Eins vorweg: An diese Rezension gehe ich mit gemischten Gefühlen ran. Ich habe mir - anhand der Leseprobe, des Klappentextes und nicht zuletzt durch die Genrebezeichnung "Thriller" - etwas ganz anderes vorgestellt. Das soll aber nicht unbedingt heißen, dass mir das Buch gar nicht gefallen hat.

Ein Gutsverwalter in einem kleinen staubigen bayerischen Schloss, dessen größte Anziehungskraft eine ebenfalls staubige "Kuriositätensammlung" mit Schrumpfköpfen und sonstigen Gruselelementen darstellt, wird gegen seinen Willen in die Jagd nach nichts minder als der Weltformel hineingezogen. Die Erzählung schwingt zurück in die Zeiten des Kalten Krieges, wo der Leser einen genialen Physiker und begnadeten Musiker Bertold Oftenhain und jede Menge Geheimangenten unterschiedlicher Großmächte kennenlernt. Im letzten Teil kehrt die Erzählung in die Gegenwart zurück.

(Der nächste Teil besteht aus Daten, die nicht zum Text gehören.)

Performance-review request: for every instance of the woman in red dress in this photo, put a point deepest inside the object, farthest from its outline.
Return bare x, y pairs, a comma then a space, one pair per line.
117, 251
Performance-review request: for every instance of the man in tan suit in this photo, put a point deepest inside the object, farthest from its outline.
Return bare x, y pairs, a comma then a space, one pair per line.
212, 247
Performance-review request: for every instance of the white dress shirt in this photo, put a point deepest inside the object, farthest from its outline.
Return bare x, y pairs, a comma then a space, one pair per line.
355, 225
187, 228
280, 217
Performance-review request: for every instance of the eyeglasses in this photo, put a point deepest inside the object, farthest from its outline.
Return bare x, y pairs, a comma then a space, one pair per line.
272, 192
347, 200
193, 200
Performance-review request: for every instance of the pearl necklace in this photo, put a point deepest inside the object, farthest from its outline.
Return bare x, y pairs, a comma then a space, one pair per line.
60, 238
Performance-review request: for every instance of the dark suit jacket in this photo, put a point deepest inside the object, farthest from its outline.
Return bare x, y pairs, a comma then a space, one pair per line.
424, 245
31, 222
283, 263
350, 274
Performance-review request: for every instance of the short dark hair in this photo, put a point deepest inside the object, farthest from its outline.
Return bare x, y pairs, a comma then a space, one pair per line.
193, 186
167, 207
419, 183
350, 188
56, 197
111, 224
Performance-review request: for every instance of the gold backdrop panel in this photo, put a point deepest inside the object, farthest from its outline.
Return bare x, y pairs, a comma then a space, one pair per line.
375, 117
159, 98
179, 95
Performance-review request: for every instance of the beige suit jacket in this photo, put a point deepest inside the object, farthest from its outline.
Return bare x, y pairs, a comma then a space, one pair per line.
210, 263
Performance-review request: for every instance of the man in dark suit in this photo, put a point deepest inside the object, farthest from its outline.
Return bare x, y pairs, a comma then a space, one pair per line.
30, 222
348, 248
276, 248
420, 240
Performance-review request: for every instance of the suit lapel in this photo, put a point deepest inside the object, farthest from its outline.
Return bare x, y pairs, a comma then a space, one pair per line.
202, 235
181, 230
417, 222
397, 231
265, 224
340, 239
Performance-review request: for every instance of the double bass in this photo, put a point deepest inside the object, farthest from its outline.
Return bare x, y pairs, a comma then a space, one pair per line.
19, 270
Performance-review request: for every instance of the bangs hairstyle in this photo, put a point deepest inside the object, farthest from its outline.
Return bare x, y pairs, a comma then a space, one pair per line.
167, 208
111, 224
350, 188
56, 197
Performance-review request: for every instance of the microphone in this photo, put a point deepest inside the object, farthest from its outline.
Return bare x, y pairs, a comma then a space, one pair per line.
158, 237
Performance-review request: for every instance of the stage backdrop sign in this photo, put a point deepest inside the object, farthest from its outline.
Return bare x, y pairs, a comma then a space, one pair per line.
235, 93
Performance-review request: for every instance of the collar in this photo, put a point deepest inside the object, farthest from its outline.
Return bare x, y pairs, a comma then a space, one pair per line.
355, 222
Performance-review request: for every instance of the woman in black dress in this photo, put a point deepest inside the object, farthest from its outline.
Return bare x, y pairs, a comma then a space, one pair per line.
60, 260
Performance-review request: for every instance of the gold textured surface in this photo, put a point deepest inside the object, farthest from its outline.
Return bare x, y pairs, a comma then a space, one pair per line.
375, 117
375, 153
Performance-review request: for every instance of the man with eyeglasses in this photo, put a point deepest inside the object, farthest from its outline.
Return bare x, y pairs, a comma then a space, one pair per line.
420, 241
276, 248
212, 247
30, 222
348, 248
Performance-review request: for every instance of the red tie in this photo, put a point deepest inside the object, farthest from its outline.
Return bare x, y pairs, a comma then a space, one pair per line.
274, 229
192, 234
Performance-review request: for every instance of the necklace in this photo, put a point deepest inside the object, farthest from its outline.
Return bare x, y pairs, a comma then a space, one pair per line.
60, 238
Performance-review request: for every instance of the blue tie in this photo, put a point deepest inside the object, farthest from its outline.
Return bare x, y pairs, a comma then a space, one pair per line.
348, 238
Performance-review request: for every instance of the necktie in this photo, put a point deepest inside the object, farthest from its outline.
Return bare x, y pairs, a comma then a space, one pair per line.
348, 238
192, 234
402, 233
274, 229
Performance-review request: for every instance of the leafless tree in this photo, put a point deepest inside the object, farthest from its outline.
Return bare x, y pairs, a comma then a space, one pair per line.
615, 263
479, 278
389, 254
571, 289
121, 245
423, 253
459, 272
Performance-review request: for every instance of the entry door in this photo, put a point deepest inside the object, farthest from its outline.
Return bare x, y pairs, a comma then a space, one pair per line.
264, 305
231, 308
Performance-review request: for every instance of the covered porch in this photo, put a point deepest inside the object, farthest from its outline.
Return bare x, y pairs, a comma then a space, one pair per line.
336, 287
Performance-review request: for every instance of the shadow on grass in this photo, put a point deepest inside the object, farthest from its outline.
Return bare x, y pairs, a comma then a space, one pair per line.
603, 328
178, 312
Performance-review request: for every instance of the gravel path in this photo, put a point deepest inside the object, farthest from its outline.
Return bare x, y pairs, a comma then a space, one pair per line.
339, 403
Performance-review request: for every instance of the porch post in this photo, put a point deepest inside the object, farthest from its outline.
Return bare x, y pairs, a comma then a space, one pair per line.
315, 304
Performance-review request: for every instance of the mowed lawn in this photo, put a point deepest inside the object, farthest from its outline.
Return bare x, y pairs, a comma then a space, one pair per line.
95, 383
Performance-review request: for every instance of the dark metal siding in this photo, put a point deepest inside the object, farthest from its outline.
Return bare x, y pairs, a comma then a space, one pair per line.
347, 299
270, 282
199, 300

Es dreht sich zwar alles um die Weltformel - aber irgendwie auch nicht. Zunächst wird der Leser mit gefühlt Dutzenden Geheimagenten verschiedener Lager bekanntgemacht, so dass es anfangs sehr schwierig ist, sich zurechtzufinden und zuzuordnen, wer nun auf welcher Seite steht und wer gegen wen ist. Einige Erzählungsstränge sind sehr langatmig, zum Beispiel die ausufernden Beschreibungen des Schlosses und dessen "Kuriositätenkabinetts", da erwartet man als Leser, dass es später sicherlich eine entscheidende Rolle spielen muss, wenn schon so detailliert darauf eingegangen wird. Doch anscheinend soll es nur dazu dienen, die Halluzinationen des bekifften Gutverwalters zum Ausdruck zu bringen. Dagegen werden manche für den weiteren Verlauf entscheidende Handlungswendungen nur am Rande erwähnt, sodass man schon mal Gefahr läuft, sie zwischen langatmigen Beschreibungen zu überlesen. So ist es für mich zum Beispiel nicht ganz klar geworden, warum die ganze Sache viele Jahrzehnte nach dem Kalten Krieg überhaupt nochmal aufgerollt wurde. Haben die Agenten das Interesse an der Weltformel zeitweise verloren und dann - zack - war es wieder da, brennender denn je?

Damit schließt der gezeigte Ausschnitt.